TA : Il y a eu un article dans le New York Times sur cette œuvre qui part de la chanson Strange fruits de Billy Holliday, pour expliquer la synthèse de notre histoire. La chanson parle du sang sur les racines et sur les feuilles. C’est une approche différente du même propos ; celui de l’histoire et de la mémoire. Il ne s’agit pas seulement du temps passé, mais aussi du temps qui passe. Blood était bien au Jardin du Luxembourg, elle est aussi bien à la Fondation.

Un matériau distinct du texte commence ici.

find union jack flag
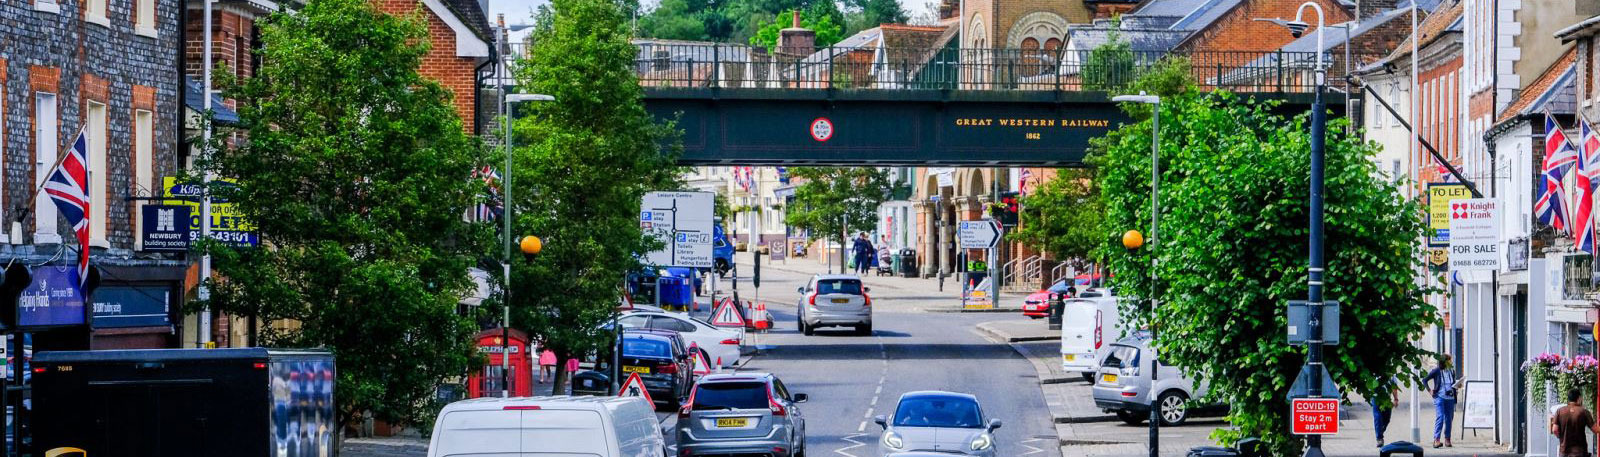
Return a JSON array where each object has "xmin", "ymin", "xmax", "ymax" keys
[
  {"xmin": 44, "ymin": 129, "xmax": 91, "ymax": 288},
  {"xmin": 1579, "ymin": 116, "xmax": 1600, "ymax": 253},
  {"xmin": 1536, "ymin": 112, "xmax": 1579, "ymax": 234}
]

Elle serait tout aussi bien au bas d’une tour de Manhattan…

Thierry Alet (Basse Pointe,1969). Vit et travaille entre la Guadeloupe et New York. Diplômé de l’Ecole régionale des arts visuels de la Martinique (IRAVM) en 1992 ; il complète sa formation au Pratt Institute à New York en 1996. Thierry Alet est à la fois plasticien et producteur de manifestations d’art contemporain.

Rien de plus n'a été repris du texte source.